Jesus came to be the great seeker, the searcher, the hunter, the rescuer. Jesus is God in the flesh. So he is a really good hunter. He knows what to do. He knows how to track his prey. He knows how to flush us out of hiding. The cross shows us who Jesus is hunting for: those who need mercy and forgiveness.
When people met Jesus, and judged him, they demonstrated that they didn’t know their way around the kingdom of God as well as they thought they did. This was because they were really just as lost as anyone could be.
When Adam and Eve ate the forbidden fruit, the Fruit of the Knowledge of Good and Evil, it was because they wanted to be in charge of their own search for truth and meaning. That was when they, and we, got lost.
We are lost children searching for ourselves in the forest. We are generally getting more and more lost; until we give the job of finding us to the Lord: letting ourselves be found.
When Adam and Eve hid in the Garden of Eden, they didn’t want to be found, and they didn’t want to admit that they were lost.
If they let God find them, or if they admitted they were lost, then it would be the same thing as admitting that God was right; that God should be in charge of them. That’s why they got themselves in so much trouble. Most of the bad and the terrible things that happen in our world are the work of people who don’t want to admit to being wrong and lost. They don’t want to be flushed out of hiding by any truth that they are not in charge of.
In Eden, and in the Israel of Hosea, and in the Gospels, it’s the people of God who are lost along with everyone else. Even God’s people need to stop and let the Lord be their hunter and finder. They need to let themselves be found.
Sometimes, in the gospels, there are people who think they have found the Lord. In the end, though, they realize that they were lost and found.
Jesus is God come in the flesh, just as he is. The people he met didn’t have an easy time with this.
In the Garden of Eden, in the Israel of Hosea, in the gospels of Jesus, whenever someone was found, they were not given what they were searching for. They were given a new relationship with the Lord where the Lord was in charge.
This wasn’t what they were looking for. It was something different, something that would take them places they had not thought of before, something better.
The key to the Christian life is not in finding Christ, but being found by Christ. Suddenly this huge bloody and scarred shape comes crashing through the undergrowth, and there is Jesus. There he is. There God is. And he says, “Now what are you going to do with me?”
I see in God a glory, and a holiness, and a beauty that are so high, so magnificent, and God says, “What are you going to do with me?” Again, I see Jesus bloody, and bruised, and crucified for me; sacrificed for my sins, and for the whole world, and he says, “What are you going to do with me?”
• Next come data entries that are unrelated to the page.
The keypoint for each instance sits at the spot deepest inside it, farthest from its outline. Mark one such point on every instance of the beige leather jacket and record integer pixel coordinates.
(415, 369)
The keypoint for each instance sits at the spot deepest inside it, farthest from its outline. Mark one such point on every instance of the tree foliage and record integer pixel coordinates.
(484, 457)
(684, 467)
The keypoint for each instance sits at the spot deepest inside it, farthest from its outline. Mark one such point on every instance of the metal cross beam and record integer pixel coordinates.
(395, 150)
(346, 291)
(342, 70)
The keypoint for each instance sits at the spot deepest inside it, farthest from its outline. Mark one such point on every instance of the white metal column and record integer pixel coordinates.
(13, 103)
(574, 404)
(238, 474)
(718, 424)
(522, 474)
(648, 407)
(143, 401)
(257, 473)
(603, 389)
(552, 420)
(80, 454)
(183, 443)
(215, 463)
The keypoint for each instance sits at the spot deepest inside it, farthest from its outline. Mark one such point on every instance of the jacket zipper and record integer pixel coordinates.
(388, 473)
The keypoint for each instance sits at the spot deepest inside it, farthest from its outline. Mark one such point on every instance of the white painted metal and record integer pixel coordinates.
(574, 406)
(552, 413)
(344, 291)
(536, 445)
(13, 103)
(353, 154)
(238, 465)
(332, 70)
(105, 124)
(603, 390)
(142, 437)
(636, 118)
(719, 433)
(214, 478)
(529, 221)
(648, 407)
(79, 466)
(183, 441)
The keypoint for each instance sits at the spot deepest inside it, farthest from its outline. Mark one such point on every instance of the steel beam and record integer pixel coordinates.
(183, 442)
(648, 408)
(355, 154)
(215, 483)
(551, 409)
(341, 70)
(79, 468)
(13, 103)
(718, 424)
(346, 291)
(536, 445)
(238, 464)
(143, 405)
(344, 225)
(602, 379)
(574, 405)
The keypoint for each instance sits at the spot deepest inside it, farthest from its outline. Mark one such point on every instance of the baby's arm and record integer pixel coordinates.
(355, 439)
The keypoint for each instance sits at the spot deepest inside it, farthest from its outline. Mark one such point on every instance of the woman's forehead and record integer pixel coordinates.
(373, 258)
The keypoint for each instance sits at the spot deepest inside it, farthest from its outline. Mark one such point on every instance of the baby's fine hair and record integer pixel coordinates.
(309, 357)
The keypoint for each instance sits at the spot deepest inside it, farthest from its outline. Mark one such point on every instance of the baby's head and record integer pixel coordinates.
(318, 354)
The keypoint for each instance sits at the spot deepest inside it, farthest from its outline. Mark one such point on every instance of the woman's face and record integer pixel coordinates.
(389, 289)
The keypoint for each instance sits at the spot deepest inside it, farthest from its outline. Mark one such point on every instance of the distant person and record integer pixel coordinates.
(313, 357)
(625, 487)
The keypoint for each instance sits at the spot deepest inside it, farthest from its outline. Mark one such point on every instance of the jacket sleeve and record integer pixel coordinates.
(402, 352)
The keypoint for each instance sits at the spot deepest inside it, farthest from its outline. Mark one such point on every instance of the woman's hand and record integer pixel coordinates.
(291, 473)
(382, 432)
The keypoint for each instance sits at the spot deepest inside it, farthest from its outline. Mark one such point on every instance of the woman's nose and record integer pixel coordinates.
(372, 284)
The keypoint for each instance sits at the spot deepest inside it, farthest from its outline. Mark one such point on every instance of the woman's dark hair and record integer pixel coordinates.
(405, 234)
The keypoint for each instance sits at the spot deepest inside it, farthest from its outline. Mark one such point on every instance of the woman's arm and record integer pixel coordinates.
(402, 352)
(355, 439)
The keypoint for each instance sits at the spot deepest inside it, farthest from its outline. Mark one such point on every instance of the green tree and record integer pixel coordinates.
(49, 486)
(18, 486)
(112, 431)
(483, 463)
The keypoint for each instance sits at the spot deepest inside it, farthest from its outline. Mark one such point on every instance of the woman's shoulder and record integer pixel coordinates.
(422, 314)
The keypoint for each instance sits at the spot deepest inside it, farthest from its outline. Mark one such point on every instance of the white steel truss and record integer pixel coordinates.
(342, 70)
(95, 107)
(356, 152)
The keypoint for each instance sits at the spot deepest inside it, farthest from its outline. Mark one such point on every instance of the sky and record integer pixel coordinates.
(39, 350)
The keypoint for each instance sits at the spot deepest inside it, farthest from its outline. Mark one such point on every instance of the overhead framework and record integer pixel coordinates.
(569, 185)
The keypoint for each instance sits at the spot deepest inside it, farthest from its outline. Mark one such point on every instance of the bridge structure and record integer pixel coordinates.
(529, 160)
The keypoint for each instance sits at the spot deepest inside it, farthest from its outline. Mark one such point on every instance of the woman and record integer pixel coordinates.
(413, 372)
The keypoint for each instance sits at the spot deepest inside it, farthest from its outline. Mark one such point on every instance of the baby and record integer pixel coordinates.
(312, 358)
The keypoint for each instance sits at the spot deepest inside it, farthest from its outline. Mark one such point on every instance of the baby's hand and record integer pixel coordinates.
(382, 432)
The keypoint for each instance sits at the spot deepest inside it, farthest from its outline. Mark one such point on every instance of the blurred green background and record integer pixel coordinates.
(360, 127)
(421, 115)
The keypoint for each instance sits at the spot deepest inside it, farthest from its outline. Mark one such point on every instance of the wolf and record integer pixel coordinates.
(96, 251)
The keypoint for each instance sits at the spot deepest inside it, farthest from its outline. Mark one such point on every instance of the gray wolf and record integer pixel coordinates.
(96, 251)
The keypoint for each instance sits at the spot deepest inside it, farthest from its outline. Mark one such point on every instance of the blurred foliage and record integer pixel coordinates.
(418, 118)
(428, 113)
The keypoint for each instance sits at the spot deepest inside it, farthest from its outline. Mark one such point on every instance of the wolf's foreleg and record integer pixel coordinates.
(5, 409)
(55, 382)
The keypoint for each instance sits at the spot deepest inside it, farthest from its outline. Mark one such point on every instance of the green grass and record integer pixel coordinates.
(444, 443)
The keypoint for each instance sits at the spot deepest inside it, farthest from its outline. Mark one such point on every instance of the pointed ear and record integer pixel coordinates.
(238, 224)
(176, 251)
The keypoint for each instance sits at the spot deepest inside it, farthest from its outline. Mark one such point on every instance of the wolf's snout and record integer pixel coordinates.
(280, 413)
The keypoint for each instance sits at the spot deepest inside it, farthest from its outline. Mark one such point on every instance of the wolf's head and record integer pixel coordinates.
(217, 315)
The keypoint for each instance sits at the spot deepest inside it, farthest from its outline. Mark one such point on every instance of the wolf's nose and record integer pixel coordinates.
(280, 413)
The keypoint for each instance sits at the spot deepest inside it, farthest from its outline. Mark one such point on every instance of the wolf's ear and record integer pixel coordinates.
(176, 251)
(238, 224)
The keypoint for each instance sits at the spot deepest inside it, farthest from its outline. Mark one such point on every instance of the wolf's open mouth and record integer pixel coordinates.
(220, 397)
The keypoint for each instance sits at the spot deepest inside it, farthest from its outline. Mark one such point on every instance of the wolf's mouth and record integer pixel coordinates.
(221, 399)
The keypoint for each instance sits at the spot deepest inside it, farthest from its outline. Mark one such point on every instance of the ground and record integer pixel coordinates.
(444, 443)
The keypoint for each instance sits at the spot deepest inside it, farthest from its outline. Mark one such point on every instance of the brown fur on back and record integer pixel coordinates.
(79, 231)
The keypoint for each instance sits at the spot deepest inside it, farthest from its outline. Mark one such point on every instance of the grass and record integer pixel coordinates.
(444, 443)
I haven’t been given this choice because I am the one who is in charge. I have been given this choice because Jesus is the one in charge. I need to decide that, yes, this is so. Then I will let myself be the one who is found, and no longer the one who insists on doing the finding.

This is what God is all about. This is why Jesus came. And he says, “What will you do with me? Will you let yourself be found?”